Die 1976 geborene Z.________ meldete sich am 29. Oktober 2004 bei der Arbeitslosenversicherung zum Leistungsbezug an, nachdem sie vom 1. April 2004 bis 31. Oktober 2004 bei der Firma I.________ GmbH tätig gewesen war, welcher sie vom 25. Mai 2001 bis 30. Mai 2006 als Gesellschafterin und Geschäftsführerin mit Einzelunterschrift und anschliessend als Gesellschafterin, angehörte. Ab 1. November 2004 bezog sie Arbeitslosenentschädigung und meldete sich Ende Juni 2006 von der Arbeitsvermittlung ab. Am 3. September 2007 stellte Z.________ erneut Antrag auf Taggelder der Arbeitslosenversicherung. Mit Verfügung vom 6. November 2007 verneinte die Kantonale Arbeitslosenkasse St. Gallen rückwirkend einen Anspruch auf Arbeitslosenentschädigung ab 1. November 2004 wegen arbeitgeberähnlicher Stellung und forderte zu Unrecht bezogene Taggeldleistungen in der Höhe von Fr. 14'904.25 zurück. Daran hielt sie auf Einsprache hin fest (Einspracheentscheid vom 10. Dezember 2007).
B.
Die hiegegen erhobene Beschwerde hiess das Versicherungsgericht des Kantons St. Gallen mit Entscheid vom 22. September 2008 gut, da der gesamte Rückforderungsbetrag verwirkt sei.
C.
Die Kantonale Arbeitslosenkasse St. Gallen führt Beschwerde in öffentlich-rechtlichen Angelegenheiten mit dem Rechtsbegehren, unter Aufhebung des vorinstanzlichen Entscheids sei festzustellen, dass ab 1. November 2004 kein Anspruch auf Arbeitslosenentschädigung bestehe und zu viel bezogene Taggelder in der Höhe von Fr. 14'904.25 zurückzuzahlen seien.

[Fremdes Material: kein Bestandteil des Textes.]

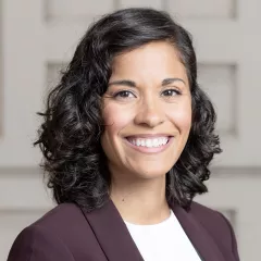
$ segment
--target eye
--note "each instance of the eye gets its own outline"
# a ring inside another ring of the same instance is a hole
[[[114,95],[114,98],[135,98],[136,96],[129,90],[121,90]]]
[[[166,90],[163,90],[162,91],[162,96],[177,96],[177,95],[181,95],[182,92],[177,89],[166,89]]]

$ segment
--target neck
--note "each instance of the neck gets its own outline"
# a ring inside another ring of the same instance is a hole
[[[130,181],[112,178],[110,197],[123,220],[134,224],[157,224],[170,216],[165,199],[165,175]]]

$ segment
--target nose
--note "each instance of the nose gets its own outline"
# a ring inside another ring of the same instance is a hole
[[[162,124],[164,122],[162,104],[152,99],[142,100],[134,122],[137,125],[146,125],[151,128]]]

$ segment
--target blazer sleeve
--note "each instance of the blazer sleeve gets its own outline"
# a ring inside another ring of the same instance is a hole
[[[228,228],[229,228],[229,234],[231,234],[231,247],[232,247],[232,252],[235,257],[236,261],[240,261],[239,259],[239,254],[238,254],[238,249],[237,249],[237,240],[236,240],[236,236],[234,233],[234,229],[231,225],[231,222],[223,215],[220,213],[220,215],[223,217],[223,220],[226,222]]]
[[[44,227],[26,227],[13,243],[8,261],[75,261],[66,245]]]

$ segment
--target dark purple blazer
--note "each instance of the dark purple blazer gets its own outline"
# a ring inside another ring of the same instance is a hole
[[[222,214],[196,202],[188,212],[176,204],[172,209],[201,260],[239,260],[234,232]],[[8,258],[8,261],[138,260],[142,257],[111,200],[90,213],[73,203],[55,207],[17,236]]]

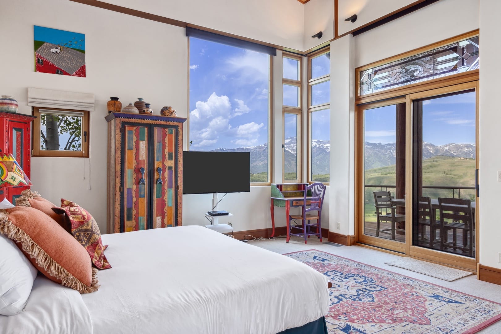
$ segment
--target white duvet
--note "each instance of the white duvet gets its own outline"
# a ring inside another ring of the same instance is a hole
[[[79,296],[91,320],[72,331],[45,332],[274,334],[329,310],[326,276],[205,227],[106,234],[102,240],[112,267],[98,273],[99,290]]]

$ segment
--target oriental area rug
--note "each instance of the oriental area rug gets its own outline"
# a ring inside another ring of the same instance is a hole
[[[285,254],[332,282],[329,333],[476,332],[501,319],[501,304],[316,249]]]

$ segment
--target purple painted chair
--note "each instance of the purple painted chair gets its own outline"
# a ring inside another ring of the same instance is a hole
[[[322,242],[322,228],[320,225],[320,217],[322,215],[322,205],[324,203],[324,196],[325,195],[325,185],[320,182],[313,183],[305,188],[305,199],[302,206],[302,211],[301,214],[290,215],[287,220],[287,239],[286,240],[289,243],[291,235],[298,235],[304,237],[305,243],[306,243],[306,237],[310,235],[317,235]],[[309,197],[311,196],[311,199]],[[308,198],[308,199],[307,199]],[[310,211],[316,211],[315,214],[308,213]],[[291,221],[293,219],[301,220],[303,224],[301,226],[292,225]],[[316,222],[312,224],[311,220],[316,220]],[[308,224],[306,221],[308,221]],[[315,226],[316,232],[311,231],[311,227]],[[293,229],[299,230],[302,232],[297,233],[292,233]]]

Während Z.________ auf Abweisung der Beschwerde schliesst, hat das Staatssekretariat für Wirtschaft auf eine Stellungnahme verzichtet.
Erwägungen:
1.
Die Beschwerde in öffentlich-rechtlichen Angelegenheiten (Art. 82 ff. BGG) kann wegen Rechtsverletzung gemäss Art. 95 f. BGG erhoben werden. Das Bundesgericht legt seinem Urteil den Sachverhalt zugrunde, den die Vorinstanz festgestellt hat (Art. 105 Abs. 1 BGG) und kann deren Sachverhaltsfeststellung von Amtes wegen nur berichtigen oder ergänzen, wenn sie offensichtlich unrichtig ist oder auf einer Rechtsverletzung im Sinne von Art. 95 BGG beruht (Art. 105 Abs. 2 BGG).
2.
Das kantonale Gericht hat die gesetzlichen Vorschriften zur Rückforderung von zu Unrecht erbrachten Leistungen (Art. 95 Abs. 1 AVIG) zur Verjährung (Art. 25 Abs. 2 ATSG) und zum Ausschluss arbeitgeberähnlicher Personen sowie im Betrieb mitarbeitender Ehegatten vom Anspruch auf Kurzarbeitsentschädigung (Art. 31 Abs. 3 lit. c AVIG) sowie die Rechtsprechung zur analogen Anwendung dieser Bestimmung auf arbeitgeberähnliche Personen und ihre Ehegatten, die Arbeitslosenentschädigung verlangen (BGE 123 V 236 E. 7), richtig dargelegt. Darauf wird verwiesen.
3.
Streitig und zu prüfen sind der Anspruch der Versicherten auf Arbeitslosenentschädigung und die damit verbundene Rückforderung.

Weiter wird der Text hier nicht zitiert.